Introduction

The emergence of ChatGPT and other Large Language Models (LLMs) in 2022-2023 created a new wave of hype around AI in testing. The promises are tempting: AI (as discussed in AI Copilot for Test Automation: GitHub Copilot, Amazon CodeWhisperer and the Future of QA) generates tests, data, finds bugs, writes documentation. But what actually works now, and what remains (as discussed in Prompt Engineering for QA: Mastering Effective AI Queries) marketing?

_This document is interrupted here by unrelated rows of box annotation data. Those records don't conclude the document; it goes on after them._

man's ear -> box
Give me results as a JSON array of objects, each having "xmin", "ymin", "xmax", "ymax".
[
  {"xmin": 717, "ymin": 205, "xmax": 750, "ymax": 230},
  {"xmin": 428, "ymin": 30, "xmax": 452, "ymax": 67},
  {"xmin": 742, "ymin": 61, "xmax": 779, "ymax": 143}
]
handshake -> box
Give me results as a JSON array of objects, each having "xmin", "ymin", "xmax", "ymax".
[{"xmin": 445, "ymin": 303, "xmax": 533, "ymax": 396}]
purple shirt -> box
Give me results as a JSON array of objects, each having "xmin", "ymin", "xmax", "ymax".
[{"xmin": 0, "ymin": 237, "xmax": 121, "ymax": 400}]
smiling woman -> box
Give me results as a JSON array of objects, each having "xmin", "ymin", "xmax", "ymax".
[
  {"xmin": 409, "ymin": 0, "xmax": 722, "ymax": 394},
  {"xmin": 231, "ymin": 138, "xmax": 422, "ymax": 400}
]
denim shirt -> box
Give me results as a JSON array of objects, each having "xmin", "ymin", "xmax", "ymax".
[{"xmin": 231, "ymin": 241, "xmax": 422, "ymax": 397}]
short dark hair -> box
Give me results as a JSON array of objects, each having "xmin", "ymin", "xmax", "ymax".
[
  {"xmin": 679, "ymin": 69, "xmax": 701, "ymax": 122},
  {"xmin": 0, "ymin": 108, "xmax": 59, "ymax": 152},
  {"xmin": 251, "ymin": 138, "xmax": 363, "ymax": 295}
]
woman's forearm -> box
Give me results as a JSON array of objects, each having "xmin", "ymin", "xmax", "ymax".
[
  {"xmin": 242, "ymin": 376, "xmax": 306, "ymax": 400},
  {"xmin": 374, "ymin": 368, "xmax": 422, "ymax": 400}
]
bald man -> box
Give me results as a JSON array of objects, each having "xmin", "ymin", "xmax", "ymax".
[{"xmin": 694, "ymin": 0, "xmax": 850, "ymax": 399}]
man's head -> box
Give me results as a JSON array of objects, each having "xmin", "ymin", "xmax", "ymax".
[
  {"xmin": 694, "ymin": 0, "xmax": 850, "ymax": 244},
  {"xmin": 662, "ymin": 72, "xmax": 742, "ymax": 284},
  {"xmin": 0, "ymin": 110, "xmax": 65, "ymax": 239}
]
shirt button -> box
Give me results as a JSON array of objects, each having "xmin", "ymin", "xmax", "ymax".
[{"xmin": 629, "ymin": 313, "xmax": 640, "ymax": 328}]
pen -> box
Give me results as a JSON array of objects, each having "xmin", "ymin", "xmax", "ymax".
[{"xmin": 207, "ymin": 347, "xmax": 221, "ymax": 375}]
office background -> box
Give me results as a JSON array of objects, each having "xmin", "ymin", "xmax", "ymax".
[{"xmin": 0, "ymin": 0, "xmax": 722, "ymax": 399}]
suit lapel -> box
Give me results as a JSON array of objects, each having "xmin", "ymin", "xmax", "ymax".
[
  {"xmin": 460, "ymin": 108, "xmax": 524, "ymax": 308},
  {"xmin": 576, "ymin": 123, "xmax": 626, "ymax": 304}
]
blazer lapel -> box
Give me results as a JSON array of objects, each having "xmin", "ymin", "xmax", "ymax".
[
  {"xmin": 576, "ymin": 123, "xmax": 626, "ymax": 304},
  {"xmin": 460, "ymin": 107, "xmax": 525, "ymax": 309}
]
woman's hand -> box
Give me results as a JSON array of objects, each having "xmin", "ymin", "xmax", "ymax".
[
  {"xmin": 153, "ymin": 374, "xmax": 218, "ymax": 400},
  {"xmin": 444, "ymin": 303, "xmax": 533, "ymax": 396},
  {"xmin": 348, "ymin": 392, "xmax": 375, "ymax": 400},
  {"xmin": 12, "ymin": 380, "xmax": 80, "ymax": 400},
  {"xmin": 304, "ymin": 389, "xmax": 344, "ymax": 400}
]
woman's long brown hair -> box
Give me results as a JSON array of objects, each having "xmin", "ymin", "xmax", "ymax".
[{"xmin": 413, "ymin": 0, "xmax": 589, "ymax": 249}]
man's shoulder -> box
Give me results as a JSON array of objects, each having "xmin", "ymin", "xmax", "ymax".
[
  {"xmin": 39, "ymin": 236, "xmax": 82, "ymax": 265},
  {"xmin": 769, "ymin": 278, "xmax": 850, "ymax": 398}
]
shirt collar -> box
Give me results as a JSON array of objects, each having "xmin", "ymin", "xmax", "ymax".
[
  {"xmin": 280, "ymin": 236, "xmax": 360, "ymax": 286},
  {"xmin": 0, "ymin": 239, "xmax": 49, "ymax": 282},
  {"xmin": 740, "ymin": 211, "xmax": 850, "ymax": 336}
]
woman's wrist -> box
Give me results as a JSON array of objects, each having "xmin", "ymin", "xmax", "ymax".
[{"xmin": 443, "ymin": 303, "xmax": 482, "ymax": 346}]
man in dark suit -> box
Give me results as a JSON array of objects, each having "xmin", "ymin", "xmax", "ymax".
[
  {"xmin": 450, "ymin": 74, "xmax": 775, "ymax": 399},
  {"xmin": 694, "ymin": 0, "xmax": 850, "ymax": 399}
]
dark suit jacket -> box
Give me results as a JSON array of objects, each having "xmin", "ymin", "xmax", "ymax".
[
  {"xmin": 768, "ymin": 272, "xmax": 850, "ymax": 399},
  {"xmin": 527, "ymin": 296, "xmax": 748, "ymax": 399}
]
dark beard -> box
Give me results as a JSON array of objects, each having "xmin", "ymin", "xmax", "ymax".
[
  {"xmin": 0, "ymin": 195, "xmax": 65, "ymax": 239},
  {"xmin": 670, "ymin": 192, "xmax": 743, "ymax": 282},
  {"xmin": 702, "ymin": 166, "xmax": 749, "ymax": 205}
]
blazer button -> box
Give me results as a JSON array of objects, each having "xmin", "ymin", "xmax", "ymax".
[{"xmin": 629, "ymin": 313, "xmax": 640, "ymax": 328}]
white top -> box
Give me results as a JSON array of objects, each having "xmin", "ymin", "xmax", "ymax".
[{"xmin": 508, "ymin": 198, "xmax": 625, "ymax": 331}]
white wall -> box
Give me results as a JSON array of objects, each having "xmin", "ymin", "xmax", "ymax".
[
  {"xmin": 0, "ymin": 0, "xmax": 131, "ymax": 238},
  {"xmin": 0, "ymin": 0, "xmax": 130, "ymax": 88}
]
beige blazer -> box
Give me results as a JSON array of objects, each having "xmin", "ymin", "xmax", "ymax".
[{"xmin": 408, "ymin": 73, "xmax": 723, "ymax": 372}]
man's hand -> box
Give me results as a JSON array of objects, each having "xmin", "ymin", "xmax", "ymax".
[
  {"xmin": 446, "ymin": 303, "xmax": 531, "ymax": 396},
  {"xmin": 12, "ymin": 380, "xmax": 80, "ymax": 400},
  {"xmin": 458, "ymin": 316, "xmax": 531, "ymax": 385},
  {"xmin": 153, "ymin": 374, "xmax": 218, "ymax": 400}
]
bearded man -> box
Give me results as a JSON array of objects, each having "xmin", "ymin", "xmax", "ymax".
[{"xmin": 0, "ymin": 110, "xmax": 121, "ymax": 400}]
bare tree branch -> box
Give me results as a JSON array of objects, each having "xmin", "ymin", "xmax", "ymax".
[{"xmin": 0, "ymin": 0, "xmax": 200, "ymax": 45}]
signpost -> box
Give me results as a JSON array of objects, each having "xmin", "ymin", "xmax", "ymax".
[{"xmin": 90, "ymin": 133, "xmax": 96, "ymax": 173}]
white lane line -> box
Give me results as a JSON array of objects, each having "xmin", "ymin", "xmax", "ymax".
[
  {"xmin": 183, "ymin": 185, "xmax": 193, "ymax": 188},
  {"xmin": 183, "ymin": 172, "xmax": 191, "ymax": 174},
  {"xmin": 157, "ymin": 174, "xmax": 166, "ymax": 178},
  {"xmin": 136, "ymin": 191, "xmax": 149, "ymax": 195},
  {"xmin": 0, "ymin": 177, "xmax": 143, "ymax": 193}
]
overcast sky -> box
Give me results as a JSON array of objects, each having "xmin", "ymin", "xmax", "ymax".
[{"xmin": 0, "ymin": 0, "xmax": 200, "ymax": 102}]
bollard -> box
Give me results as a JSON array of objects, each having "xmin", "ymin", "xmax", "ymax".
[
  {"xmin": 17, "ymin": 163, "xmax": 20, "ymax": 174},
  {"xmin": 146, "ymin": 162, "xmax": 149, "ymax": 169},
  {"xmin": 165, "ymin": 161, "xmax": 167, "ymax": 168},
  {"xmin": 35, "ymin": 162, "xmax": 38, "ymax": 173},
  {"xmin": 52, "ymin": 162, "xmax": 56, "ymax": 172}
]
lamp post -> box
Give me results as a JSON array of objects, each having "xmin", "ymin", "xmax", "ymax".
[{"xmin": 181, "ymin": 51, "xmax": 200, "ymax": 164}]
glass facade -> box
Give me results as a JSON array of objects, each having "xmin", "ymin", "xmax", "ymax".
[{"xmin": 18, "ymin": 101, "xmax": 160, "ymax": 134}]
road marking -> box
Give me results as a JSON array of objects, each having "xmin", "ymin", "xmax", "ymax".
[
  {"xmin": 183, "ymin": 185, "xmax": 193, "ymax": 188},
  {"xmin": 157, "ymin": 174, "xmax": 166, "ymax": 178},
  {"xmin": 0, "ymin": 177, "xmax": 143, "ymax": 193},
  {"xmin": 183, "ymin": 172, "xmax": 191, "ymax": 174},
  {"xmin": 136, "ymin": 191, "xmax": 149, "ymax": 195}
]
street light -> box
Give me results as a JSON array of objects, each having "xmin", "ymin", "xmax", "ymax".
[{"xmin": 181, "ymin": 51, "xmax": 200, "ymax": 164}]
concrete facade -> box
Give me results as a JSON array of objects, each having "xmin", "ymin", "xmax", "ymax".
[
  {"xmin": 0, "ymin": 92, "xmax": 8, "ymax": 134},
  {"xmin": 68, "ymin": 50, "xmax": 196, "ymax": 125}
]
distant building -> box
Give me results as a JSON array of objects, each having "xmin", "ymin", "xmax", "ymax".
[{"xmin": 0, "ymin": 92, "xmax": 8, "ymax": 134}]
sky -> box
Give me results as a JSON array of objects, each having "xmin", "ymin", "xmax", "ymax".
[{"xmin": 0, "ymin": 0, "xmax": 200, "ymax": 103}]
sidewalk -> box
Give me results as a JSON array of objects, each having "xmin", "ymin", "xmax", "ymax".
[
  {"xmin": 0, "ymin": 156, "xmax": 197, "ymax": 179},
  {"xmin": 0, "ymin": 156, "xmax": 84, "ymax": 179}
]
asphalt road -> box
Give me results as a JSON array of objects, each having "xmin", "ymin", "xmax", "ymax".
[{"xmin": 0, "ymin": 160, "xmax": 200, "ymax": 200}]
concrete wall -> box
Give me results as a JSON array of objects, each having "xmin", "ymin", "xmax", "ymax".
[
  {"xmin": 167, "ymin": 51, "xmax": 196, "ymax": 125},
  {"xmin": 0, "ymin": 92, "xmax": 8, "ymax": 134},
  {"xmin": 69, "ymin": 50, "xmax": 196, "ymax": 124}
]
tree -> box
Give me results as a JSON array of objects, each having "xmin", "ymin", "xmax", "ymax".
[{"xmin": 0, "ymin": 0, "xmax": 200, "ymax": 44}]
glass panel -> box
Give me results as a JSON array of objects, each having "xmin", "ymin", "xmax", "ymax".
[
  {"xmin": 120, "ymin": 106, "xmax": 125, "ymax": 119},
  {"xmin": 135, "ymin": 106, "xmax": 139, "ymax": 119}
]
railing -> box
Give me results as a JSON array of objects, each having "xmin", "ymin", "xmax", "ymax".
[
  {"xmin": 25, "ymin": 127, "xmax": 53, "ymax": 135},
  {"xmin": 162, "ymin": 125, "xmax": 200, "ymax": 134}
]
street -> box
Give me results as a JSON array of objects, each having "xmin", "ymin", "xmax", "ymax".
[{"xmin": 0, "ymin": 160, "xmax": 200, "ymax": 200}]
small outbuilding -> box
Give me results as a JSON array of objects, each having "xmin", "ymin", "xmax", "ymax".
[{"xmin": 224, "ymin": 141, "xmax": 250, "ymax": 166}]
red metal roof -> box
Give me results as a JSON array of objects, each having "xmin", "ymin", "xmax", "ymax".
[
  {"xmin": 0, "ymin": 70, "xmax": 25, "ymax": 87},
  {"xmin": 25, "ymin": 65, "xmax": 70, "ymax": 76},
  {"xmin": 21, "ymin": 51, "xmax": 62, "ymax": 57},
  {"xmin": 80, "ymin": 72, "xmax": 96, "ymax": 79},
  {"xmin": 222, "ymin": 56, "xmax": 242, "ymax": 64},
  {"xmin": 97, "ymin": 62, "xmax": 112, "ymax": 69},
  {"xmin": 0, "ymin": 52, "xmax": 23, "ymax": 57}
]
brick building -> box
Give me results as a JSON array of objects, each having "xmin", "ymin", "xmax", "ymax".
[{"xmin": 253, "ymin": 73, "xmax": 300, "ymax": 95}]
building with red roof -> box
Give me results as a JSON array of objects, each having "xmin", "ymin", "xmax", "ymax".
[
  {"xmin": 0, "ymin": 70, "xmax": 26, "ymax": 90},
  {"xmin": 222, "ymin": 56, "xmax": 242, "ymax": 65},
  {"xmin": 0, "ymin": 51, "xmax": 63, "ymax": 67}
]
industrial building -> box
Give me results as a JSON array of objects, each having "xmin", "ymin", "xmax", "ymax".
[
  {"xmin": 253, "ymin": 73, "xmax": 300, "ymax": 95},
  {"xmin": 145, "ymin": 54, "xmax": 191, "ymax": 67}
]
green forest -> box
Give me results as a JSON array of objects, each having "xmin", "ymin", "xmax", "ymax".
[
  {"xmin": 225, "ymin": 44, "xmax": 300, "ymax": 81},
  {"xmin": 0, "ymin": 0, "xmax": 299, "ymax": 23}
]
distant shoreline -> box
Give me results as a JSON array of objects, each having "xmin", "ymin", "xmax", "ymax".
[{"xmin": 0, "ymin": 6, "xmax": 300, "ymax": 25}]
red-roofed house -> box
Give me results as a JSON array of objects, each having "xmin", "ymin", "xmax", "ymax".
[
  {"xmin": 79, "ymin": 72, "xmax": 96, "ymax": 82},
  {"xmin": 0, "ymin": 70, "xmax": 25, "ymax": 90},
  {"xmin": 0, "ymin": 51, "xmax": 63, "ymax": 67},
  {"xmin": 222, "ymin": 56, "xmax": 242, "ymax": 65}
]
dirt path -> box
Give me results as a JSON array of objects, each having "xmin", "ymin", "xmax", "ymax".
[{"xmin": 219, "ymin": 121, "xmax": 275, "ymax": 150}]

In this article, we’ll explore practical application of LLMs (as discussed in Test Automation with Claude and GPT-4: Real Integration Cases and Practical Implementation) in QA: where they genuinely help, how to use them effectively, and — critically important — where they can cause harm. After a year of actively using GPT-4, Claude, and other models in production QA processes, we have enough data for an honest analysis.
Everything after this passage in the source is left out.